India’s National Investigation Agency (NIA) has charged controversial preacher Zakir Naik with heading an ‘unlawful association’ and inciting youths to commit acts of terror and join global outfits such as the Islamic State (IS).

The Times of India (TOI) reported the NIA as saying that Naik had ‘deliberately insulted’ the religious beliefs of Hindus, Christians and Islamic sects like Shia, Sufi and Barelvi.

It also said Naik’s speeches had influenced recruits to the IS cause, reports freemalaysiatoday.com.

Naik’s NGO, the Islamic Research Foundation (IRF), and a firm called Harmony Media Pvt Ltd were named as co-accused in the charge sheet sighted by TOI, the report said.

The IRF, which was banned by the Indian government in 2016, was said to have conspired with Naik to promote enmity and hatred between different religious groups, and to insult different religions and Islamic sects that did not subscribe to Wahhabism.

According to the charge sheet, Naik had delivered over 1,500 public lectures and talks in India and abroad since 1994.

The speeches in which he was accused of insulting the beliefs of others were in the form of CDs, DVDs and television programmes which IRF and Harmony Media were ‘instrumental’ in circulating, the NIA was quoted as saying.

Naik is wanted for questioning in India over money-laundering and terrorism-related crimes. He fled India in 2016, after a suspect in a terror attack on a Dhaka cafe in Bangladesh said he had been influenced by Naik’s speeches, and Bangladesh banned his Peace TV channel.

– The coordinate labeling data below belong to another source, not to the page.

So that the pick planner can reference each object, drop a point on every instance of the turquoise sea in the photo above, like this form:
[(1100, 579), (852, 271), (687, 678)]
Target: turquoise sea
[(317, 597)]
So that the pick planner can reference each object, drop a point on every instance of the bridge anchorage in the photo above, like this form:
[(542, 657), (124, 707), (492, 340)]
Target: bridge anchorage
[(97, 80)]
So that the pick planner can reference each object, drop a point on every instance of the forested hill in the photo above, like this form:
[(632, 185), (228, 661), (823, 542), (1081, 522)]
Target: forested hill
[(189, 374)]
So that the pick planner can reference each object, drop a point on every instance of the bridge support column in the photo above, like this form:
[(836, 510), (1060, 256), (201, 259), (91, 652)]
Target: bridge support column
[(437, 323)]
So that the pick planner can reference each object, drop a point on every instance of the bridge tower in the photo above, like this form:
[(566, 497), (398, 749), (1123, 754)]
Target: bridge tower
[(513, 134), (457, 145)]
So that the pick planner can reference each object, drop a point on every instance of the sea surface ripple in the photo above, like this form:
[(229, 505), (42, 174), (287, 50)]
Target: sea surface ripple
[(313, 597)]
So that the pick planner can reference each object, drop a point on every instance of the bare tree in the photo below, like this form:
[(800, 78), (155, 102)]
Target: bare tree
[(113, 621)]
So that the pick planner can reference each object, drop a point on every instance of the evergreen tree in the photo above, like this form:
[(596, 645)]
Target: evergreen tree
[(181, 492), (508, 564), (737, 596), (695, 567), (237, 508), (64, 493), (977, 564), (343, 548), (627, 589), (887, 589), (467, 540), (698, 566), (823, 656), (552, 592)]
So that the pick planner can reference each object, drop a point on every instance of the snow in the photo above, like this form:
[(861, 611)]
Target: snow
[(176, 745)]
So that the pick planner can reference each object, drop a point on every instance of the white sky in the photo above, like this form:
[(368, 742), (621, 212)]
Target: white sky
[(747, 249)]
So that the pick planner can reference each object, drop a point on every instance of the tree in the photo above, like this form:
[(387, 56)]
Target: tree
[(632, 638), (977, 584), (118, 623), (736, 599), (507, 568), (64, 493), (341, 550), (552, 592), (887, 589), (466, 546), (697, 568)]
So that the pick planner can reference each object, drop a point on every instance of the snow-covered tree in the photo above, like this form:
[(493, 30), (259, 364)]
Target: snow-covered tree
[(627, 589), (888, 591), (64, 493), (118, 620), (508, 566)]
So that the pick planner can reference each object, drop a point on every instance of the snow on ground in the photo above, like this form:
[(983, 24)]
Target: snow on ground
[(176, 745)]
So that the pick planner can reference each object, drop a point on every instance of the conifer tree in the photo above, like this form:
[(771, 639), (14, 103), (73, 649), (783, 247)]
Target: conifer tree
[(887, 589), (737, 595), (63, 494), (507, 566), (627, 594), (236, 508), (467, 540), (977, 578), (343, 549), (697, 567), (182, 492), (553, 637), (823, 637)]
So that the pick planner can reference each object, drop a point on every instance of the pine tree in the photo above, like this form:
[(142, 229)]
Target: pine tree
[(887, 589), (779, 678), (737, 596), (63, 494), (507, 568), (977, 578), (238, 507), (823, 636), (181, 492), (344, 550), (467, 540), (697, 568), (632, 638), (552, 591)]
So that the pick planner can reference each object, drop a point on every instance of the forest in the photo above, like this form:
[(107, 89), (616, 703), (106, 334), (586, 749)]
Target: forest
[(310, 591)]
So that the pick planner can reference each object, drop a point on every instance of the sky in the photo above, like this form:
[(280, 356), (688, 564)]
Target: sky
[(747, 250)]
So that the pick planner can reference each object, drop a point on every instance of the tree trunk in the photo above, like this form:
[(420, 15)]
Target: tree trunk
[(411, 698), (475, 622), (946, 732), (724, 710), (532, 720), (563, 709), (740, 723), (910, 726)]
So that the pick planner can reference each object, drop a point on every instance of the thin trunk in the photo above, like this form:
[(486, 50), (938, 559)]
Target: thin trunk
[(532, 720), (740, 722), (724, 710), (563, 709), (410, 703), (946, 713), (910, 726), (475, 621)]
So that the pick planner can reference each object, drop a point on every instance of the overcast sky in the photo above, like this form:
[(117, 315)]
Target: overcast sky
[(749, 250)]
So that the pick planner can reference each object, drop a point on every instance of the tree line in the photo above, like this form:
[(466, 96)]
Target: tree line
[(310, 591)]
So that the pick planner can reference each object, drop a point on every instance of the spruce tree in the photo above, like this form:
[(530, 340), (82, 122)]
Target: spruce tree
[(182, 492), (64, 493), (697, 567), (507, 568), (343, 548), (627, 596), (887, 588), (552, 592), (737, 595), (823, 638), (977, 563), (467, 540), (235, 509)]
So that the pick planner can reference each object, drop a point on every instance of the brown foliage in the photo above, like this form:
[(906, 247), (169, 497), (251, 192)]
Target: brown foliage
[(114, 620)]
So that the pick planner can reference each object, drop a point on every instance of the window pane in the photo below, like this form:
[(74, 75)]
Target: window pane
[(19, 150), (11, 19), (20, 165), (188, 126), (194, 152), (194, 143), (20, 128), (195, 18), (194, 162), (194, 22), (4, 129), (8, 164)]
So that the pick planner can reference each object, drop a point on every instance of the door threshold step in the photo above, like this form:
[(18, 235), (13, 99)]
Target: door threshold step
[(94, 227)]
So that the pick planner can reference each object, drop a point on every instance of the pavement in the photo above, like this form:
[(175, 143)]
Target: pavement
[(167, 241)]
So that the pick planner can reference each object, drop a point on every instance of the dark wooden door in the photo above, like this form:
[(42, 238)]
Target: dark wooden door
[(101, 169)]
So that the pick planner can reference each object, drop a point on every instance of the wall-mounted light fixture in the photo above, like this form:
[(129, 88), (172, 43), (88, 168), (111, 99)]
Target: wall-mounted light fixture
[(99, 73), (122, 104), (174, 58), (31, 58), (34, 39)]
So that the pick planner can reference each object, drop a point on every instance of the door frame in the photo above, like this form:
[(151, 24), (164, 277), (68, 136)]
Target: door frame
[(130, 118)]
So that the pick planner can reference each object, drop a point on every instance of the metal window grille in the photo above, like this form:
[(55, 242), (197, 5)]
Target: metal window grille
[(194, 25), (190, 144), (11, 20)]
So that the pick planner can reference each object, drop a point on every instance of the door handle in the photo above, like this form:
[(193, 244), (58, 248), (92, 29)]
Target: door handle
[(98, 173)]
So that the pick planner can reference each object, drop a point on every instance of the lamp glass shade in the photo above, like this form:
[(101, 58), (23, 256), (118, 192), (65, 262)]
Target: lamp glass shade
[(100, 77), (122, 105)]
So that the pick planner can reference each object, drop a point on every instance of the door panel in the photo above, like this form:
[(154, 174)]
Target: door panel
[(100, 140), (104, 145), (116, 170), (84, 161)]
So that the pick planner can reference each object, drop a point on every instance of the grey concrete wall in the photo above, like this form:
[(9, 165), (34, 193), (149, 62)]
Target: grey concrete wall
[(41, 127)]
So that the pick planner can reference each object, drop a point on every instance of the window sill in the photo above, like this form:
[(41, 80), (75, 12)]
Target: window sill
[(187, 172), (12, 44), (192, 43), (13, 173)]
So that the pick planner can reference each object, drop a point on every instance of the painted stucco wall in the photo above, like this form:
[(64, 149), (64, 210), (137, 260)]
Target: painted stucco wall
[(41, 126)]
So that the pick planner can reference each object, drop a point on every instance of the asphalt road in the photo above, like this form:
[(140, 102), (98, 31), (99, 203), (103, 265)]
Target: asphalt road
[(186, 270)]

In May, the NIA wrote to Interpol, asking that a red-corner notice be issued against him. This would mean that he would be officially declared an international fugitive, and police in any country would be authorised to arrest him.

However, Naik contested the request, telling Interpol in a letter that the Indian agencies were unfairly targeting him because he was a Muslim.

He was also reported as claiming that his speeches had only promoted peace, and that he had never advocated terror or jihad.

He said he had been delivering talks on Islam for the past 25 years across several countries, where he was respected and welcomed.

 

However, the NIA said in its charge sheet that Naik ‘was not considered an Islamic scholar’, adding that ‘his knowledge of Islam was very poor’.

Naik was the subject of controversy in Malaysia earlier this year when Deputy Prime Minister Ahmad Zahid Hamidi announced that the Islamic preacher had permanent resident (PR) status.

This followed reports by the Hindustan Times last November which said Naik had been given Malaysian citizenship.

The NIA’s charge sheet against Naik quoted a witness named Noor Mohammad, who told the agency that he had been influenced by the preacher’s talks at ‘peace conferences’ organised by the IRF in 2007 and 2008.

Noor Mohammad had initially aborted his plans to join the IS in Syria, but was later motivated by an accused in the Malad-Malwani IS module case who quoted Naik as saying that suicide bombing was permissible in Islam, the report said.

‘Since he considered A-1 (Naik) an authority over Islamic viewpoint, he readily agreed to join the IS to fight jihad for them,’ the charge sheet read.

The NIA also cited another case in which Arshi Asif Qureshi, an associate of Naik and an IRF employee, was arrested in July last year for forcibly converting two individuals to Islam and recruiting them for the IS.

In a third case cited in the charge sheet, the NIA named Abu Anas, who is also listed in a separate charge sheet for an ‘IS conspiracy case’ investigated by the agency in 2015.

Anas was said to be part of a conspiracy by an IS-affiliated group to recruit Muslims from India to work for the organisation.

He had also reportedly received a scholarship from the IRF between 2013 and 2015.